Wednesday, April 17, 2002


Bush has taken heat (as recently as today in the WSJ's editorial page) for being a hypocrite when it comes to conservative ideology. It's usually for not being committed enough to free trade -- the tariff on steel imports has drawn the most conservative ire. A better area to investigate might be his commitment, or lack thereof, to that cornerstone of conservative ideology: a less meddlesome federal government. Connecticut is wrangling with whether to put an energy transmission line under the Sound to Long Island. This is a classic example of what conservatives, I thought, would argue states should be doing: deciding for themselves what's best for their citizens and businesses. Bush, however, believes the federal government, presumably through FERC*, should determine where to put the lines. Great. Instead of having local politicians who are accountable to their electorate make this type of decision, let's turn this process over to a federal bureaucracy with no accountability. We'll have power lines running through elementary school classrooms into protected park land before you know it, if they get their way.

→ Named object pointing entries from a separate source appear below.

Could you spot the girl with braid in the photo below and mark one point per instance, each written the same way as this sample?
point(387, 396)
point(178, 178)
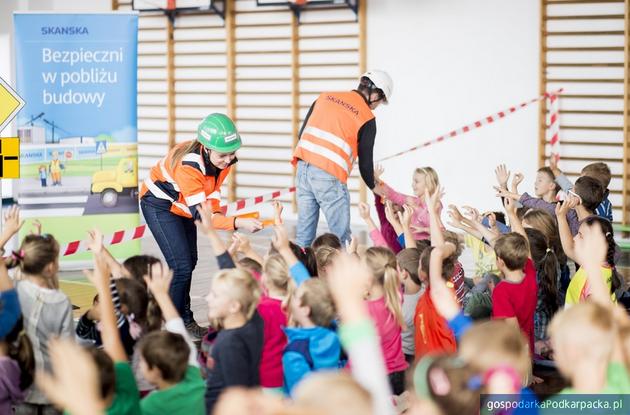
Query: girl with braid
point(579, 289)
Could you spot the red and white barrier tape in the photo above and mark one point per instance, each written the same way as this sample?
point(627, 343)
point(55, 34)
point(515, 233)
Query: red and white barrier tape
point(118, 237)
point(554, 127)
point(231, 208)
point(139, 232)
point(477, 124)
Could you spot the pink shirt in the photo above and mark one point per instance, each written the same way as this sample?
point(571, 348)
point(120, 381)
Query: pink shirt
point(389, 332)
point(420, 215)
point(518, 299)
point(274, 342)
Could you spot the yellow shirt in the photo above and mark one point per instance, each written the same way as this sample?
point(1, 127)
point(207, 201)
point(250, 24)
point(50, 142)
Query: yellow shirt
point(579, 290)
point(483, 255)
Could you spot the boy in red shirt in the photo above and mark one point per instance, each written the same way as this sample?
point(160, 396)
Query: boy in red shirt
point(515, 297)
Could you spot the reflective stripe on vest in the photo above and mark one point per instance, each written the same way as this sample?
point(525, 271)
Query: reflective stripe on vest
point(157, 192)
point(329, 139)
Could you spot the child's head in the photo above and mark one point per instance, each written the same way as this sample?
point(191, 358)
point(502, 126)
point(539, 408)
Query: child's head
point(251, 265)
point(164, 357)
point(382, 263)
point(19, 348)
point(424, 178)
point(275, 277)
point(546, 269)
point(590, 191)
point(106, 374)
point(599, 171)
point(545, 183)
point(605, 227)
point(541, 220)
point(496, 343)
point(448, 266)
point(312, 303)
point(443, 386)
point(408, 262)
point(512, 251)
point(38, 256)
point(326, 239)
point(343, 395)
point(138, 266)
point(582, 333)
point(232, 292)
point(325, 255)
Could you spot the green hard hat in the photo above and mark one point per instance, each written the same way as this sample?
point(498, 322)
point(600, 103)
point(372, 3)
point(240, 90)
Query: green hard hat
point(217, 132)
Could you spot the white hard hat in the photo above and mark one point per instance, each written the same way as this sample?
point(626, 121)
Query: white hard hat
point(382, 81)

*The deregulation issue is pretty thorny. California is an example of what can happen when a state decides to go the All Hail Capitalism, Competition Will Set You Free route. Clearly, states can bungle things. Where the federal government fits into the equation, I don't feel competent to render judgement. In the specific case of the line under the Sound, I know I'd rather CT's legislature and Governor work that out than a federal agency.